# The media and science



## Lina (Apr 26, 2007)

I've had this discussion with some of you before about how much the media twists and mis-reads important health-related information put out in scientific papers (such as the "danger" of aspartame - if you really want to know about it, ask me) and today's PhD Comic (a comic for PhD students - yes, I know, I am a geek) addressed that so well and made me crack up because the Grandma in it is exactly my mom who I always have to talk down from these types of media scares. I thought some of you guys would enjoy this:

http://www.phdcomics.com/comics.php?n=1174


----------



## Scooter's Family (May 23, 2008)

That's funny! That's why I laugh at so many forwarded messages that (______) is now going to kill you, give you cancer, etc... Often people will take anything they read as absolute truth! I don't believe much until I research it myself anymore. I have to send this to my husband, he'll love it because the media makes him nuts the way they blow things out of proportion!


----------



## Leslie (Feb 28, 2007)

It's funny because it's so true. There's nothing quite like talking to people whose source of "news" comes from the TV.

Thanks for sharing, Lina. I think I'll be passing it on to a few friends


----------



## Havtahava (Aug 20, 2006)

That comic is hilarious! So true!

I totally agree with you, Ann. 

Fortunately, I don't get many forwards anymore. I think all my friends & family know me well enough to know I hit the delete button for all that stuff. (I used to look it up and reply with a reputable site's link for credibility, but most of the time I don't even bother anymore.)


----------



## maryam187 (Jul 18, 2007)

That was pretty funny and oh so true. My mom is that grandma as well, LOL.


----------



## Poornima (Jun 29, 2007)

That's so true, Lina. Thanks for posting.


----------



## Pixiesmom (Jul 31, 2008)

Lina-
Are aspartame and Splenda evil and dangerous? I was just discussing this the other day.


----------



## Evye's Mom (Dec 16, 2008)

Some people just live for all that hype...it's what makes their day. That eat it up and then talk about it forever (My FIL for one).


----------



## Scooter's Family (May 23, 2008)

My ex-MIL does, buys the National Enquirer every week and believes most of it. She's always telling some wacky story, I think it's a bit sad.


----------



## Jane (Jun 2, 2007)

Love it, Carolina. I'm going to show my hubby!
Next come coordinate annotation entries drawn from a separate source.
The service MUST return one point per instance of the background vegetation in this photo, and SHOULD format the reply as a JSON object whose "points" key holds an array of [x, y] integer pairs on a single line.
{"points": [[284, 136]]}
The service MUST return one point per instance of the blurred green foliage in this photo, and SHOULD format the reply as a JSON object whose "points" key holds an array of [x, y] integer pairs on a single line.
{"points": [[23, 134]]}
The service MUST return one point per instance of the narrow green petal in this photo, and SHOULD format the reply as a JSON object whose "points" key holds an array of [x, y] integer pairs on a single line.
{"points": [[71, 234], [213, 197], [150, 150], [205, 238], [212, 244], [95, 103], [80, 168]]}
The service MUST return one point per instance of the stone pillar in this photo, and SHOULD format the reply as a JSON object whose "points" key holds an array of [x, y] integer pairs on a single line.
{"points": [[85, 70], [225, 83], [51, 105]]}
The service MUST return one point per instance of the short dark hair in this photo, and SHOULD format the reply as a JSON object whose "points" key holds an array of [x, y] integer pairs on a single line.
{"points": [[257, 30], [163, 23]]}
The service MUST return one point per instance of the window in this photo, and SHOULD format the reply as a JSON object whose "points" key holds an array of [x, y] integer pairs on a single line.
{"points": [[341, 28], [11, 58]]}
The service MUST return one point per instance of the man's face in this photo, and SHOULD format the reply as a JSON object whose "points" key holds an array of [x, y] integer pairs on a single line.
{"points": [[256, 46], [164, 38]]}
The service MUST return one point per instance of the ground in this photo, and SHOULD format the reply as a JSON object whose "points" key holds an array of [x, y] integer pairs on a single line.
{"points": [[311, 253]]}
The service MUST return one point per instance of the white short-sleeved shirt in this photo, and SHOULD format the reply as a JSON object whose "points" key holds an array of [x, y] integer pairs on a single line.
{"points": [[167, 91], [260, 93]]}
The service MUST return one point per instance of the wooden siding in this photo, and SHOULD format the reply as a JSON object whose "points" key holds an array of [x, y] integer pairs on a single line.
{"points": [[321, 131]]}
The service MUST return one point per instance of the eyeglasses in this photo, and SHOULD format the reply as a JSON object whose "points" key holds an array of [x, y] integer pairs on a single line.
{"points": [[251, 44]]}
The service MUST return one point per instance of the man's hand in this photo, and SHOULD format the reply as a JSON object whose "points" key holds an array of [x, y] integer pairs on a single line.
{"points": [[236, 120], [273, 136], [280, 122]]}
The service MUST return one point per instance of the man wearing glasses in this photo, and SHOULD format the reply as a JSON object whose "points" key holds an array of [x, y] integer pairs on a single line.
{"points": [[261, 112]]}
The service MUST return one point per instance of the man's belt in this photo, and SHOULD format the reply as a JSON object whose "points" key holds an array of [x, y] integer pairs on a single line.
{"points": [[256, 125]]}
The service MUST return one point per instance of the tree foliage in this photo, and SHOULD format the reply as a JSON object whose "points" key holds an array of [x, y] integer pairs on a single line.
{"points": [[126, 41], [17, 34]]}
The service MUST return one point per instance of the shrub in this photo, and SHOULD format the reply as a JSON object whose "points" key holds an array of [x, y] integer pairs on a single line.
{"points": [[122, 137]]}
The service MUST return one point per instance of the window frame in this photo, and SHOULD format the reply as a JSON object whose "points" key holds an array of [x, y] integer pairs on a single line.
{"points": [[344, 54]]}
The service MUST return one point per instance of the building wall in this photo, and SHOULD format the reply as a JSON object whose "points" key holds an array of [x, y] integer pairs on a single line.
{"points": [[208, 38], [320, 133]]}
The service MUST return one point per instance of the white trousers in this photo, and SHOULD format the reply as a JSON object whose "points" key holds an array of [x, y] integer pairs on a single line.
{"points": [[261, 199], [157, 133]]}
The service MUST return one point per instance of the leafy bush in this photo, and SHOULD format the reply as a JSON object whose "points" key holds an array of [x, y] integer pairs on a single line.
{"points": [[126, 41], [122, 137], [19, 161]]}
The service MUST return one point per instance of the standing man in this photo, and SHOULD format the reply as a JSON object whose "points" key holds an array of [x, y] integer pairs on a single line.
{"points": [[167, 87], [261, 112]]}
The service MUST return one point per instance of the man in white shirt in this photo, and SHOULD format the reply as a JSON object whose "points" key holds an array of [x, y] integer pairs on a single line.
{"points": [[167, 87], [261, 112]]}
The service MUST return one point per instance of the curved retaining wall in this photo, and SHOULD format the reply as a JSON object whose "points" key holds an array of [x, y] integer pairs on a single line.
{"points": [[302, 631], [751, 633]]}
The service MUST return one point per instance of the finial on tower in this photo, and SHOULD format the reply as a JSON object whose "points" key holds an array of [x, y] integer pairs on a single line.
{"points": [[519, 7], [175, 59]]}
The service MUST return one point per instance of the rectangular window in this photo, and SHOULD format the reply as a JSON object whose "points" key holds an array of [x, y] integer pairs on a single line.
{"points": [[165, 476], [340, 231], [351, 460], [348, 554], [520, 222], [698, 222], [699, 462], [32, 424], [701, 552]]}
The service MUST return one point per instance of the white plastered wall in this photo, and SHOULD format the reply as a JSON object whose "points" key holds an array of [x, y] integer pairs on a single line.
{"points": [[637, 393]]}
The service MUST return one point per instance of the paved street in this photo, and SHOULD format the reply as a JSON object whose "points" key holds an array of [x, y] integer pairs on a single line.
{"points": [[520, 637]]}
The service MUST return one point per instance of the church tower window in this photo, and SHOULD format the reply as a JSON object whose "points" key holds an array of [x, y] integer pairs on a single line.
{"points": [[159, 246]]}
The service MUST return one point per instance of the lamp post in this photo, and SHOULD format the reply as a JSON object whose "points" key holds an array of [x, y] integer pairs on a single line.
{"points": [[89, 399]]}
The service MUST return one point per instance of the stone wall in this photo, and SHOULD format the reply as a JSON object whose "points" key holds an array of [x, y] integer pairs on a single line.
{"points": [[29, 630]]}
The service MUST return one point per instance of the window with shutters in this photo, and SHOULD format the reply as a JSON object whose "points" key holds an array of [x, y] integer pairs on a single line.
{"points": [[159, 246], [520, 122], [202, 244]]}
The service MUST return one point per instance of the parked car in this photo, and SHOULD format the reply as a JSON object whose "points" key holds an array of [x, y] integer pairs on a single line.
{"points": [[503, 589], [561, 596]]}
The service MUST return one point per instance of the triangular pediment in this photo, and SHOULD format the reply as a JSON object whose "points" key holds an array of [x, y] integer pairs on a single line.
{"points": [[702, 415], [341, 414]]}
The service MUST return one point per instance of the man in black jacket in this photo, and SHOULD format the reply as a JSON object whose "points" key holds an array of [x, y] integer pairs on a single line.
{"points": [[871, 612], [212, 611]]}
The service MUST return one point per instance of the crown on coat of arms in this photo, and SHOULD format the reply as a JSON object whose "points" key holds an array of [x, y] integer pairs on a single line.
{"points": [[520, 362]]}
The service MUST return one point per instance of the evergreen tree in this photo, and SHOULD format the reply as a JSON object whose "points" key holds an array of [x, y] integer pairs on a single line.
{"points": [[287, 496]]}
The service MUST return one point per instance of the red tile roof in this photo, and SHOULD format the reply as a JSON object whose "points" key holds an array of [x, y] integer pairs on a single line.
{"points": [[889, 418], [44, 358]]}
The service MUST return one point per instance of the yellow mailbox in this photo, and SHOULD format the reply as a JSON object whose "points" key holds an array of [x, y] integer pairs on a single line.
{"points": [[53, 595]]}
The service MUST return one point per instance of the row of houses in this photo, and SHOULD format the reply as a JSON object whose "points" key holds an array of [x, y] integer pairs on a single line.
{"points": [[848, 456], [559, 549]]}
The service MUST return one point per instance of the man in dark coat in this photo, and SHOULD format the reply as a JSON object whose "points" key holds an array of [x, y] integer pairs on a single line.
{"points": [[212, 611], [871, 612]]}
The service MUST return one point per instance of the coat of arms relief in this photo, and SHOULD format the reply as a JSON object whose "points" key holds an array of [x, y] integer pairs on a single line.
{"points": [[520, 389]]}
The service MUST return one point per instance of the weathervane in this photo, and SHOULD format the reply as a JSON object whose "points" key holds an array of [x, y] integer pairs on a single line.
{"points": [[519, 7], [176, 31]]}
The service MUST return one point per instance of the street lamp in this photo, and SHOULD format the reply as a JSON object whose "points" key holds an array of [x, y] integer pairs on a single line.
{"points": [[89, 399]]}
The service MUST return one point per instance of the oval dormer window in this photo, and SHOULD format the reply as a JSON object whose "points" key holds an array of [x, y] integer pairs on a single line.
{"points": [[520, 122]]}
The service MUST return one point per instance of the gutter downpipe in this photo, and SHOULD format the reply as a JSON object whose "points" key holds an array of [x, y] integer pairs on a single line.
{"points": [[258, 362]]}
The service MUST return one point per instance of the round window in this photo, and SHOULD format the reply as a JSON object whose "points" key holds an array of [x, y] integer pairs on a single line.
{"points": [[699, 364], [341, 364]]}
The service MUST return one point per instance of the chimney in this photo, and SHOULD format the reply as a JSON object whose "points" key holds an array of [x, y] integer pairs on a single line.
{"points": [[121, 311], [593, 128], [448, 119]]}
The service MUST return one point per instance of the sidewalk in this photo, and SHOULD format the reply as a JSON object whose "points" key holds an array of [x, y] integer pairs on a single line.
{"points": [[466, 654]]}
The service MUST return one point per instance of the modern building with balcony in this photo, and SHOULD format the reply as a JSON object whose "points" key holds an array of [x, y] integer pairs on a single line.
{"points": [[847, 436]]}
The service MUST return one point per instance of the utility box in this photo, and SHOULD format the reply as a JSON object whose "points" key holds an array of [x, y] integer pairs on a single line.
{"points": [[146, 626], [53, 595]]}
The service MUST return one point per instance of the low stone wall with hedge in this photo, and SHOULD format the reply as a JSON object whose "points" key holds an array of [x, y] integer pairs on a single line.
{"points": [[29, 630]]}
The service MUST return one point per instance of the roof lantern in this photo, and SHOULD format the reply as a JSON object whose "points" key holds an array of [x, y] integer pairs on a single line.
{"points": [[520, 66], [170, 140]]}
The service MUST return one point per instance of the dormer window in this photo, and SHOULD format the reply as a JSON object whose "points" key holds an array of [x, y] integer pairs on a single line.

I am really gullible. I'm thankful for sites like snopes.com!


----------



## AgilityHav (Aug 20, 2007)

LOVE it!!! SOOOOO true! As a biology student who is hoping to go into pre-med/PhD for research, I soooo get it


----------



## marb42 (Oct 19, 2008)

Pixiesmom said:


> Lina-
> Are aspartame and Splenda evil and dangerous? I was just discussing this the other day.


I was wondering this myself! I have heard so many conflicting reports and always have family/friends that comment when I'm drinking a diet soda or something like that.

Loved the comic, Lina!! It's so true. My DH and I always talk about how this issue.

Gina


----------



## JASHavanese (Apr 24, 2007)

Lina said:


> I've had this discussion with some of you before about how much the media twists and mis-reads important health-related information put out in scientific papers


The media can twist and turn anything and we fall into their trap. Even snopes.com can fall prey to their own beliefs and make something seem important or like no big deal. 
I've been reading Ari Fleischer's book about when he was the press secretary for Bush (it was a present to hubby and not something I would have bought). It really puts it out there how the media shapes what we feel or think and is an interesting read. Doesn't matter if you agree with his beliefs, but how the press reacts and in turn how we react is what you get from the book.


----------



## Hav a lot of pets (Apr 4, 2008)

Lina,

My husband and I have laughed at this cycle on our own (we actually have one of the worst local news dramatizers out there). Now we are going to post it in our offices! Our students will get a kick out of it. 

Karen


----------



## Lina (Apr 26, 2007)

Beth and Gina, no, aspartame and splenda are not evil and certainly not dangerous unless you abuse your use of them. The studies that are always quoted to say that aspartame causes cancer were done on mice. They gave these mice aspartame every day and found that next to the control group they were more likely to develop tumors (read: not every mouse had a tumor, just a higher percentage than in the control. When the media saw this reseach they plastered it everywhere saying that aspartame will kill you. What they didn't pay attention to - and should have - was the AMOUNT of aspartame given to these mice. Now this is just an estimate based on a teacher's quick calculation (so my numbers aren't exact) but to achieve the same results in humans that they found to be true in mice, an average sized human being would have to have enormous quantities of aspartame in their regular lives. Something like the equivalent of 24 cans of diet coke per day, every day, for two years! Again, these numbers aren't exact, they're just to give you a better idea as to how much they give mice and rats to get these kind of results. Now who do you know that actually has that much aspartame every day? Probably no one. 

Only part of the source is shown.